The price tag attached to the New Horizons space probe weighs more than the actual planet.
At $720 million, Pluto was certainly not a cheap vacation (especially since the probe didn’t even bother to get a hotel room and park itself on the beach for a few days). New Horizons costly trip to Pluto is the equivalent of you spending ten years and a million dollars hitchhiking to Washington DC, simply so you can drive by and take a picture on your Nokia flip phone. Many people would probably say that the trip to Pluto was too costly, but actually those high quality photos New Horizons took will be extremely valuable to scientists. All kidding aside, traveling to Pluto and finally exploring the furthest reaches of our Solar System will create a new dawn of space exploration and continue to propel us forward.
It’s fortunate that NASA has very deep pockets to fuel such a mission, but it turns out, the exorbitant price tag is nothing compared to some of the stuff we’ve wasted our money on right here on Earth.
7. Daylight Savings Time ($434 million-$1.7 billion per year)
How could daylight savings time possibly cost more than going to Pluto? If you’ve ever experienced daylight savings time, as I’m sure you have, you’ve probably experienced the inconvenience of it. You or one of your co-workers forgets about it and is late to a key meeting, or you miss your flight as a result. Say you’re waking up an hour earlier than usual and you’re exhausted while sitting in traffic. Since you aren’t paying attention, you get into a fender bender. While it’s hard to place an exact figure on how much money it costs us each year estimate range to almost $2 billion, according to the Things That Cost More Than Space Tumblr page.
6. Pirates of the Caribbean Films ($1.04 Billion)
Hollywood has shelled out a lot for the sake of Captain Jack Sparrow. There was $140 million spent to make The Curse of the Black Pearl (2003), $225 million to make Dead Man’s Chest (2006), $300 million to make At World’s End (2007), and $378.5 million for On Stranger Tides (2011). In 2017, we can expect Dead Men Tell No Tales.
5. Trump Taj Mahal ($1.1 Billion)
That’s right, the man currently running for President with the campaign slogan, “make America great again” poured over a billion dollars into the world’s most expensive casino, according to The New York Times. The facility itself cost $500 million. The huge building covers 17 acres and was dubbed the “8th wonder of the world,” by its publicists. The costly business venture in Atlantic City was Trumps third casino in the gambling capital of New Jersey.

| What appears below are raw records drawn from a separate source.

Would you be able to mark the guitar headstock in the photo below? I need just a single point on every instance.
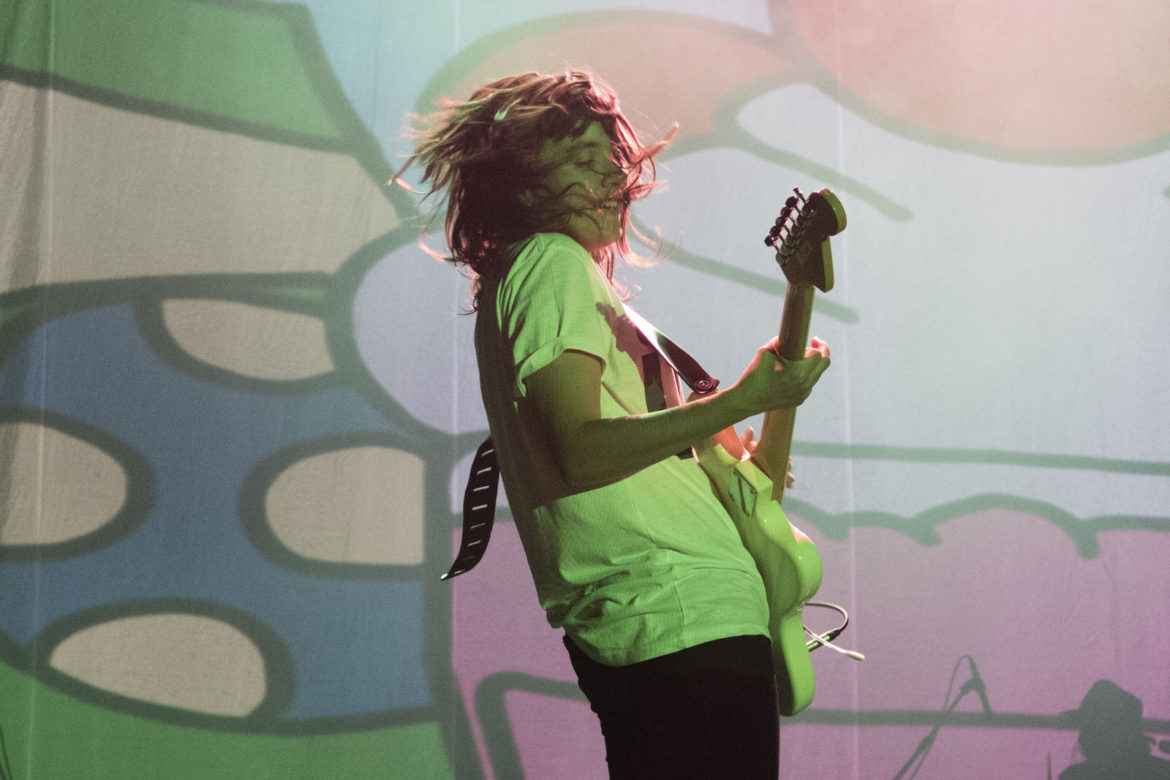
(800, 237)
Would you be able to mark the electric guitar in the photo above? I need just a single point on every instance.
(786, 558)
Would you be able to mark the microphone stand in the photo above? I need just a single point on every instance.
(928, 741)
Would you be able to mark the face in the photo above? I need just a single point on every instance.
(589, 183)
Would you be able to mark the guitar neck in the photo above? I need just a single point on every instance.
(776, 437)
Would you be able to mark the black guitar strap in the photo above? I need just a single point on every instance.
(483, 482)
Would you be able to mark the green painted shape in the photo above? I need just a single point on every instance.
(50, 734)
(238, 61)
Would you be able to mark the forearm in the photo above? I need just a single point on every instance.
(603, 450)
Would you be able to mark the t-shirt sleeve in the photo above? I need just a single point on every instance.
(553, 299)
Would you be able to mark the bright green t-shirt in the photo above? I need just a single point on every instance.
(637, 568)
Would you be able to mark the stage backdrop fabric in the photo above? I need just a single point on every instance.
(238, 400)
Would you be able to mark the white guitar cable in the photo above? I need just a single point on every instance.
(826, 639)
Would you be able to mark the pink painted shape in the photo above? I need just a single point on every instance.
(1009, 588)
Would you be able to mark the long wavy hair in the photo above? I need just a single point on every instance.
(483, 157)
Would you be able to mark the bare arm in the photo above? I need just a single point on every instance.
(593, 450)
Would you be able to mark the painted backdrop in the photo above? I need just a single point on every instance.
(238, 402)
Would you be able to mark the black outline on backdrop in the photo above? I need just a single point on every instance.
(342, 343)
(279, 669)
(34, 306)
(136, 506)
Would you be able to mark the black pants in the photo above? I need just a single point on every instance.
(708, 711)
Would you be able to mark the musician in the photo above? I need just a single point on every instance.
(662, 608)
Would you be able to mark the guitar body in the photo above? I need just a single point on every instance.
(786, 559)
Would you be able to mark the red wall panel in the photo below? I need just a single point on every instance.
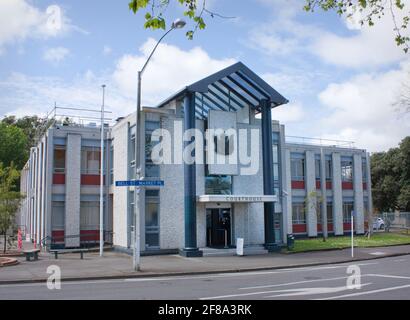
(58, 178)
(298, 184)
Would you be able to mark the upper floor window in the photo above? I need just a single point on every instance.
(111, 164)
(348, 207)
(90, 160)
(347, 170)
(298, 213)
(151, 169)
(364, 170)
(297, 168)
(59, 159)
(317, 169)
(328, 169)
(218, 185)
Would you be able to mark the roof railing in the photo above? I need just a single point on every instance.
(320, 142)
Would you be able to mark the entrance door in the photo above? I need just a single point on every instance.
(218, 227)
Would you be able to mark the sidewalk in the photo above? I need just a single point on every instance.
(118, 265)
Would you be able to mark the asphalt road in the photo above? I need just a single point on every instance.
(387, 278)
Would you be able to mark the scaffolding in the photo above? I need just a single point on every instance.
(71, 116)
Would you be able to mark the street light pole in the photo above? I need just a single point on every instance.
(102, 176)
(177, 24)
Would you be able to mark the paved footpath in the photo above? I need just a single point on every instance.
(118, 265)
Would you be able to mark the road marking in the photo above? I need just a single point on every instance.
(377, 253)
(172, 278)
(366, 292)
(388, 276)
(311, 291)
(291, 283)
(284, 290)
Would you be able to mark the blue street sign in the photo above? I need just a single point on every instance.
(140, 183)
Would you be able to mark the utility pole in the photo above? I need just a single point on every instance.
(177, 24)
(102, 176)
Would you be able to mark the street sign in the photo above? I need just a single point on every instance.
(140, 183)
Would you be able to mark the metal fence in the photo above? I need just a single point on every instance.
(396, 219)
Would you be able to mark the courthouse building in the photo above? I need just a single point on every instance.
(285, 187)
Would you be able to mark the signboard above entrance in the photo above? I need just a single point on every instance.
(237, 198)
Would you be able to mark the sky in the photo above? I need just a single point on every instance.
(342, 79)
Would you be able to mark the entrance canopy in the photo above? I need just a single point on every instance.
(237, 198)
(230, 89)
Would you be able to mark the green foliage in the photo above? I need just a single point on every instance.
(391, 178)
(154, 15)
(13, 145)
(377, 240)
(370, 10)
(9, 199)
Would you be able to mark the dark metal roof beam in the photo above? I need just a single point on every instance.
(227, 86)
(244, 89)
(210, 92)
(253, 85)
(239, 103)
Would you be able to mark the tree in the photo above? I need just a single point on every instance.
(370, 10)
(32, 126)
(195, 10)
(391, 178)
(13, 145)
(9, 199)
(314, 201)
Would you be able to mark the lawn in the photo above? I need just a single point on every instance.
(376, 240)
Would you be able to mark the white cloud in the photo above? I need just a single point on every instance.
(56, 55)
(291, 112)
(361, 109)
(107, 50)
(20, 20)
(170, 70)
(26, 95)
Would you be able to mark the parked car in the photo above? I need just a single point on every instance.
(378, 224)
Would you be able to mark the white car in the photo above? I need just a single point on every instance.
(378, 224)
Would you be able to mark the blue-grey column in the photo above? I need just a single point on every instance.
(323, 192)
(337, 195)
(311, 195)
(369, 193)
(269, 208)
(190, 249)
(358, 193)
(72, 190)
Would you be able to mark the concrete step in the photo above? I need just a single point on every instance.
(248, 251)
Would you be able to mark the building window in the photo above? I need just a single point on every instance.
(328, 169)
(329, 208)
(218, 185)
(347, 170)
(90, 160)
(111, 164)
(152, 219)
(89, 215)
(151, 169)
(347, 211)
(223, 144)
(59, 159)
(275, 152)
(58, 215)
(364, 170)
(298, 213)
(297, 167)
(131, 154)
(317, 169)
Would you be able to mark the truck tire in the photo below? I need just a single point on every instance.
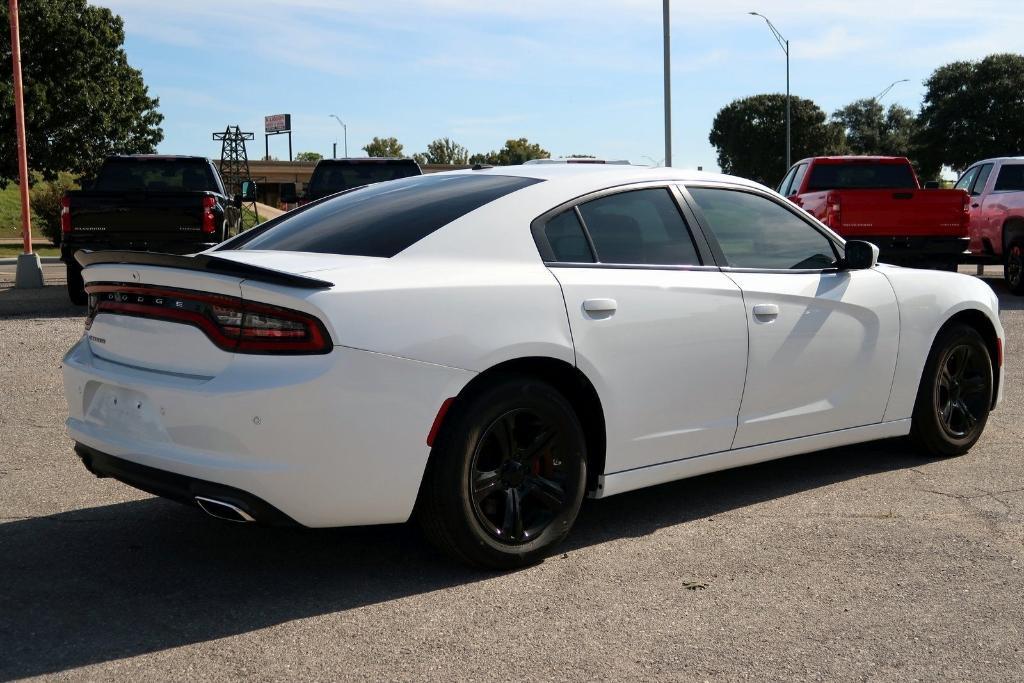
(76, 285)
(1013, 267)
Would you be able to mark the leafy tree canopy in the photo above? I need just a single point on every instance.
(972, 111)
(750, 135)
(514, 152)
(445, 151)
(383, 146)
(82, 98)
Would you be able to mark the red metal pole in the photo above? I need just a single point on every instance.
(23, 156)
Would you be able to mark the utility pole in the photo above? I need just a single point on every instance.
(30, 269)
(668, 83)
(784, 44)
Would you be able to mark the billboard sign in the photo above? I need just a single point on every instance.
(278, 123)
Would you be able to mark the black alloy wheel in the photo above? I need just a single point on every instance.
(519, 477)
(507, 474)
(955, 393)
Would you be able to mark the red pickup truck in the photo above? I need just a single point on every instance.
(996, 187)
(879, 199)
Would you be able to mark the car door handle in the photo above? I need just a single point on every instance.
(606, 306)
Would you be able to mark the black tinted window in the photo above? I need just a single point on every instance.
(329, 178)
(757, 232)
(1011, 177)
(564, 235)
(383, 219)
(860, 175)
(155, 175)
(641, 226)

4. The Dallas Cowboys’ AT&T Stadium (1.2 Billion)
The Dallas Cowboys’ AT&T Stadium features a max capacity of 105,000 people and the world’s fourth largest TV screen. Completed in 2009, Jerry World could have financed the trip to Pluto, plus another trip to Neptune if we’re counting at a dollar per mile rate (NASA’s 3 billion mile trip to Pluto cost lest than 50¢ per mile).
3. ATM Fees ($8 Billion)
Those $2 charges here, and $3 charges there really begin to add up when the entire population of America has to contribute. According to 2010 data, Americans completed about $2.1 billion fee-carrying ATM transactions that year, at an average cost of about $3.85, which totals just over $8 billion.
2. Spam emails, $21.58 billion
Information Week shared the toll that spam took on America in 2004. The National Technology Readiness Survey estimated that the roughly 170 million adults who were online that year spent three minutes a day deleting spam, for a lost productivity cost in the tens of billions for that one year.
1. Hangovers, $160 billion-ish
The CDC in 2011 published a study (based on 2006 data) that put the cost of excessive alcohol consumption that year at $223.5 billion. Some 72% of that, or about $160 billion, “largely resulted from losses in workplace productivity.” That Atlantic’s take “suggests that the economic drag from hangovers is about $160 billion.”